Court Opinion

ID: 3203179
Source: CourtListenerOpinion
Date Created: 2016-05-12 20:01:04.136152+00
Date Added: 2024-06-11T09:21:16.586867
License: Public Domain

FILED
                            NOT FOR PUBLICATION
                                                                            MAY 12 2016
                    UNITED STATES COURT OF APPEALS                       MOLLY C. DWYER, CLERK
                                                                          U.S. COURT OF APPEALS

                            FOR THE NINTH CIRCUIT

In re: EDWARD J. STOUT,                          No. 14-60037

              Debtor,                            BAP No. 13-1045

DOLORES STOUT, an individual;                    MEMORANDUM*
KAUFMAN GROUP, a California
corporation,

              Appellants,

 v.

RICHARD ALAN MARSHACK, Chapter
7 Trustee; STEVEN ROOT; JAMES
KERCHNER; ELECTRONIC
CONNECTOR SERVICE, a dissolved
California corporation; QUALTECH
BACKPLANES, INC., a California
corporation; DYNAMIC STAMPING, a
dissolved California corporation,

              Appellees.

In re: EDWARD J. STOUT,                          No. 14-60038

              Debtor,                            BAP No. 13-1257

        *
             This disposition is not appropriate for publication and is not precedent
except as provided by 9th Cir.

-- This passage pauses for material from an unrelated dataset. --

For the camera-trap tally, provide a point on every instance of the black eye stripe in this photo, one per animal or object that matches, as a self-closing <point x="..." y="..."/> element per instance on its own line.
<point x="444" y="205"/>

R. 36-3.
STEVEN ROOT; JAMES KERCHNER,

              Appellants,

 v.

EDWARD J. STOUT,

              Appellee.

                         Appeal from the Ninth Circuit
                          Bankruptcy Appellate Panel
            Kirscher, Dunn, and Taylor, Bankruptcy Judges, Presiding

                      Argued and Submitted March 11, 2016
                              Pasadena, California

Before: CLIFTON, CALLAHAN, and IKUTA, Circuit Judges.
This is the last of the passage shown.